こんばんは!歌舞伎、超初心者のりりえぴです
最近めっきりと秋が深まってまいりました・・!あっという間に10月大歌舞伎もあと1日で千秋楽だなんて、、
日々の流れをとっても早く感じます。
今年の十二月大歌舞伎も早速今から楽しみであります!
第三部では、りりえぴが昨年見逃した玉三郎さんの『二人椀久』!そして、初めての『京鹿子娘五人道成寺』!!

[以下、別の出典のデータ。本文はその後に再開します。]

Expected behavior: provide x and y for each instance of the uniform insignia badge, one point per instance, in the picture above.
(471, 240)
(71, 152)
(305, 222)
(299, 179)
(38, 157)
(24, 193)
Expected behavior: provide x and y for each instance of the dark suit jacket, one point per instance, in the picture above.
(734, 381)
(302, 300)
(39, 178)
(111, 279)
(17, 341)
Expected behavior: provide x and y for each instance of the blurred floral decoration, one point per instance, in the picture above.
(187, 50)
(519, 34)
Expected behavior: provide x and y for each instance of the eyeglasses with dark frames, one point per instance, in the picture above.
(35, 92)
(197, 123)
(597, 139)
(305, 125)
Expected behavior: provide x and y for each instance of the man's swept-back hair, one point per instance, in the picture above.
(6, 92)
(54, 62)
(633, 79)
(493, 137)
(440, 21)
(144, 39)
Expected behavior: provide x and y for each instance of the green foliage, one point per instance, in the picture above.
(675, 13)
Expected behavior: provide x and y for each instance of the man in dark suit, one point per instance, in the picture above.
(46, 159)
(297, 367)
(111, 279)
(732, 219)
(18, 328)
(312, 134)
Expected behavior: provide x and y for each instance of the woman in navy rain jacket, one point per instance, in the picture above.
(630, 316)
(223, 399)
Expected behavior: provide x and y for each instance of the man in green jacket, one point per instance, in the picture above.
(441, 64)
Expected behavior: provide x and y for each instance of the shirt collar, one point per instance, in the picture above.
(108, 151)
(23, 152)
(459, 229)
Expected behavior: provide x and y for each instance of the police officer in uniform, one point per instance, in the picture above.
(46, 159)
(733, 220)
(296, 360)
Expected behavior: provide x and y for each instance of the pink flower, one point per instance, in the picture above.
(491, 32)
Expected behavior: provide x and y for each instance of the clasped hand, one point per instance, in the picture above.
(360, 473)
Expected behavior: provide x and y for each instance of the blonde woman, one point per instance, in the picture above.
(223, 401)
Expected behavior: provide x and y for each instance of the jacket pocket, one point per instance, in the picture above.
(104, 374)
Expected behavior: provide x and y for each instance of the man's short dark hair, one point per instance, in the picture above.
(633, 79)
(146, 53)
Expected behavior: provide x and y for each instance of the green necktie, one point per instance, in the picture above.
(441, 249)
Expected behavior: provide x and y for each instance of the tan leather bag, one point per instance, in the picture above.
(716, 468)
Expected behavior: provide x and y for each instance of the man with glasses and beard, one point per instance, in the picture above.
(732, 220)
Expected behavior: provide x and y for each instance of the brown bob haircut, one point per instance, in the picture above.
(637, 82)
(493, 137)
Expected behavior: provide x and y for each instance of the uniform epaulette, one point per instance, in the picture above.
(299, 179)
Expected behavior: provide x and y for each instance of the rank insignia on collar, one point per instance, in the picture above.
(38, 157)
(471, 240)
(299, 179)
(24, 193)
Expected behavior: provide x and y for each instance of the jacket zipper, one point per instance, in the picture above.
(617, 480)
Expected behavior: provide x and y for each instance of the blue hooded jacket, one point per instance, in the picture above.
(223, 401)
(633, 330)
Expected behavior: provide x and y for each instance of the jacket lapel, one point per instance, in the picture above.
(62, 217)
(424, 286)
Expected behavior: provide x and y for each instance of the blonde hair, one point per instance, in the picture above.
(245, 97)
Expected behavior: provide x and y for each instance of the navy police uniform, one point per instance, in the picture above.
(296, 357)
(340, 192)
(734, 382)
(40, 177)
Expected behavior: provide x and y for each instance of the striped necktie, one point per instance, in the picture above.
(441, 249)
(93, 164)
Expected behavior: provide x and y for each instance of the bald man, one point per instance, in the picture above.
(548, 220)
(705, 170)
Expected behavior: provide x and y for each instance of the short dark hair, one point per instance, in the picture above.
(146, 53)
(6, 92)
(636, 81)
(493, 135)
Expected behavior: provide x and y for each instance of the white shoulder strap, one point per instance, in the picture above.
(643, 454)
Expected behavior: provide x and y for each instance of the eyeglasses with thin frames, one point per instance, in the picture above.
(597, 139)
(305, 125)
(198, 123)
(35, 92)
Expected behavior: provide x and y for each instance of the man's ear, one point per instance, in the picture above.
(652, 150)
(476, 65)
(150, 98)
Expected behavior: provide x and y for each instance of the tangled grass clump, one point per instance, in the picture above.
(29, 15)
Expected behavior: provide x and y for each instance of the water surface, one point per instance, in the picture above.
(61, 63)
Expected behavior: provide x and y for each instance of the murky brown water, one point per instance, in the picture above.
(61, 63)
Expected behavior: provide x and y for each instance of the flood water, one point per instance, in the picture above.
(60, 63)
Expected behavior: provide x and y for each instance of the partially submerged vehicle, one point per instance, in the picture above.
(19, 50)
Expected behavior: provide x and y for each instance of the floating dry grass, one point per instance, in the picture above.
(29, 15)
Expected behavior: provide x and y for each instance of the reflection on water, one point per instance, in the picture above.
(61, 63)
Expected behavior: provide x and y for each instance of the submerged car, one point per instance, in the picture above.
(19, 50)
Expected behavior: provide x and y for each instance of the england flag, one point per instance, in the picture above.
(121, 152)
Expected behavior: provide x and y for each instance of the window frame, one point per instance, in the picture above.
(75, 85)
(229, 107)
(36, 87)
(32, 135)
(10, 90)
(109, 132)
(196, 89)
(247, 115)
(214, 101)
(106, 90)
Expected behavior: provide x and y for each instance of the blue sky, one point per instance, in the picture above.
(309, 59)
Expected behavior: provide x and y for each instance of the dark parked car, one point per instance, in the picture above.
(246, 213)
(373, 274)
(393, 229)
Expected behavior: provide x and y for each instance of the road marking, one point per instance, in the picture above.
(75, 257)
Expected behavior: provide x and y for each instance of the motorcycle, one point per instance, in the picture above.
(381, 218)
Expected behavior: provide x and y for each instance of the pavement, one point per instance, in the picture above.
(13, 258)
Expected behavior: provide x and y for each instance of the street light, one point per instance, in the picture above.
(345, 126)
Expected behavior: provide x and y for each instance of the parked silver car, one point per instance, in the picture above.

娘五人道成寺とは・・・一体どんな舞台になるのでしょうか、、(汗)
今からワクワクドキドキのりりえぴであります
そいでもって、今日は、昨年の12月大歌舞伎で拝見しました、『妹背山女庭訓 杉酒屋、道行恋苧環、三笠山御殿』のことを
書いてみたいと思います。
この妹背山女庭訓とは、大化の改新の時代を題材とした、大スペクタルな物語でありまして、
吉野川でも書かせて頂きました様に、初段から五段に亘る物語であります。
先月の吉野川は三段の物語でしたが、このお三輪が出てくる舞台は四段にあたる物語です。
蘇我氏全盛のころ、自ら帝位につこうとする蘇我入鹿が帝の追放を計画し、帝の忠臣、藤原鎌足は入鹿討伐のチャンスをうかがうために、身を隠しておりました。
王朝での権力争いに巻き込まれてしまったお三輪、鳥帽子折求女、橘姫の三人の恋模様が切なく激しく絡み合う物語です。
三角関係の物語であります・・・!
この舞台では、色男の鳥帽子折求女を尾上松也さんが、橘姫を中村児太郎さんが、そしてお三輪を坂東玉三郎さんと、中村七之助さんが、ダブルキャストでお役をされておりました。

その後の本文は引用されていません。